🤖 AI Summary
To address the high GPU memory overhead and severe accuracy degradation under ultra-low-bit quantization (<2 bits) in LoRA fine-tuning of large language models (LLMs), this paper proposes the first framework enabling end-to-end 1.15-bit LoRA training. Methodologically, we introduce a fine-grained quantization mapping, dynamic threshold selection, and adaptive bit-width allocation, accelerated by custom CUDA kernels for efficient training.
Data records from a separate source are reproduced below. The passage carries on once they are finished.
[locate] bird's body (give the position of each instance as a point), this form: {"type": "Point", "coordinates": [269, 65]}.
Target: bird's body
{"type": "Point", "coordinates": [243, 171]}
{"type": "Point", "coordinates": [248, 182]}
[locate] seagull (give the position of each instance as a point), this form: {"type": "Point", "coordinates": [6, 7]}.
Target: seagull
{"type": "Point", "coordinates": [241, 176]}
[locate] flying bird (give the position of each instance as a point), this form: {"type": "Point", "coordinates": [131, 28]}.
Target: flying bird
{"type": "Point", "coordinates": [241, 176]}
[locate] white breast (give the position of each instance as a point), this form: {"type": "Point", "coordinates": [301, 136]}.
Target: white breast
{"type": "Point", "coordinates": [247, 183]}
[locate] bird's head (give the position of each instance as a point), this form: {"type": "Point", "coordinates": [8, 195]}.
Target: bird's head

Our key contribution is breaking the sub-2-bit accuracy bottleneck in LoRA, achieving the first practical ultra-low-bit LoRA fine-tuning without significant performance loss. Extensive experiments across four mainstream LLMs and four benchmark datasets demonstrate that our method reduces GPU memory consumption by up to 50% compared to standard LoRA, while incurring an average accuracy drop of less than 1% at 1.15 bits—substantially improving training efficiency and scalability.
📝 Abstract
Fine-tuning large language models (LLMs) is increasingly costly as models scale to hundreds of billions of parameters, and even parameter-efficient fine-tuning (PEFT) methods like LoRA remain resource-intensive. We introduce LowRA, the first framework to enable LoRA fine-tuning below 2 bits per parameter with minimal performance loss. LowRA optimizes fine-grained quantization - mapping, threshold selection, and precision assignment - while leveraging efficient CUDA kernels for scalable deployment. Extensive evaluations across 4 LLMs and 4 datasets show that LowRA achieves a superior performance-precision trade-off above 2 bits and remains accurate down to 1.15 bits, reducing memory usage by up to 50%. Our results highlight the potential of ultra-low-bit LoRA fine-tuning for resource-constrained environments.